As James Baldwin carefully explained in his letter to his nephew, My Dungeon Shook, “…the danger, in the minds of most white Americans, is the loss of their identity.” Examples of just how threatened white Americans were by foreign people included when Indigenous people were stripped of their identities and forced to assimilate to White American values if they wanted to have a chance to stay in America. Post Mexican-American war, the borders were reconstructed and changed the requirements of what it meant to be an American citizen. A new border was formed, and that new country demanded allegiance to the United States nation if one wanted to stay and have a chance for success (Graham Lecture, September 18, 2018). As a result of this, diverse people were never given the liberty to carry out their identity free of judgement and oppression in the United States because of a constant battle between sticking true to their roots and their culture or assimilating to the white American culture to reach a level of success.

When you start to associate a complex and diverse group of people with a single identity, you are setting up a system that is against them while minimizing their attributes. You base the liberties they receive because of that single identity. Thus, when identities clash, we tend to see bigger disadvantages especially if you are conflicting between two socially marginalized populations (Graham Lecture, September 13, 2018). Kimberly Crenshaw called this phenomenon, intersectionality (TED, 2016). In Crenshaw’s TED talk, she talked about the meaning of this word in our world. It refers to the social dynamics surrounding a person’s identity and how those influence their ability to move forward in America.

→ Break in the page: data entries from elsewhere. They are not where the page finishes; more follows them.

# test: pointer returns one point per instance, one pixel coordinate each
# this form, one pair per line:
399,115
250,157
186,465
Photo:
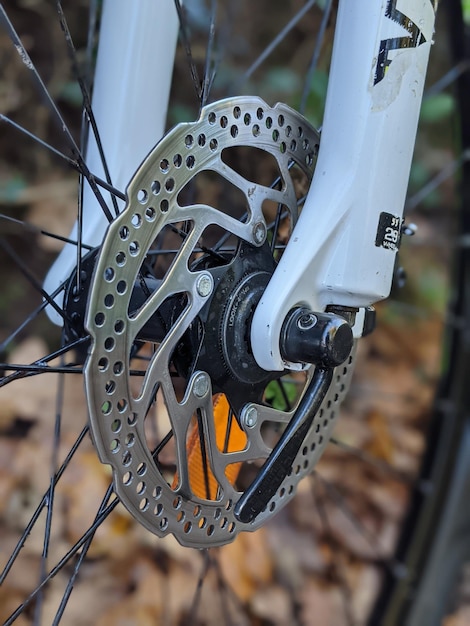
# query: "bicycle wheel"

Crenshaw originally used this term to describe the discrimination against black women in America. In our society today, it is known that there are gender differences and an unequal distribution of power between the male and female gender. Females are considered inferior to males. However, that is just one identity of a black woman. We have to consider her other identity – being a black woman. Considering our historical context of how we dealt with the Black race in America which included slavery, civil rights movements, protests, black activists fighting for basic freedoms, it is no surprise that they were always the oppressed group in our country.

Therefore, a black woman will never be on the same level as her white superiors and will be disadvantaged when it comes to reaching her goals. This example revealed how a person’s identity is tied into their successes in America. This term now extends to other forms of identity such as gays, lesbians, transgender persons, disabled persons, the economically disadvantaged, and many more. However, what America needs to understand is that all of these identities are connected and that is what it fails to recognize. Crenshaw’s underlying meaning was that instead of looking at people’s identity based on a singular noun, we should look at them collectively to really examine and understand the disadvantages certain identities face to find a way to help support these marginalized groups.

Themes of whiteness, and failure to accurately define the identity of different ethnicities in the United States have all played a part in America’s biggest failure – the failure to understand the concept of race in America. How a child perceives race and identity is a social pattern based on the area they live in (The Eyes on the Prize Civil Rights Reader, pp. 74). The concept of race in the United States has created a division between foreigners in America and has created a systemic hierarchy where White elites are superior, and the marginalized groups are inferior. Frederick Douglass in his speech, “The Meaning of July Fourth For the Negro” in 1852 said “For black men there is neither law nor justice, humanity nor religion”. This summed up the discriminations that African-Americans faced while being held as slaves against their own will. They were enslaved in a system that was rooted in white superiority and had a law enforcement system that continued to stand against them and dehumanize them as animals.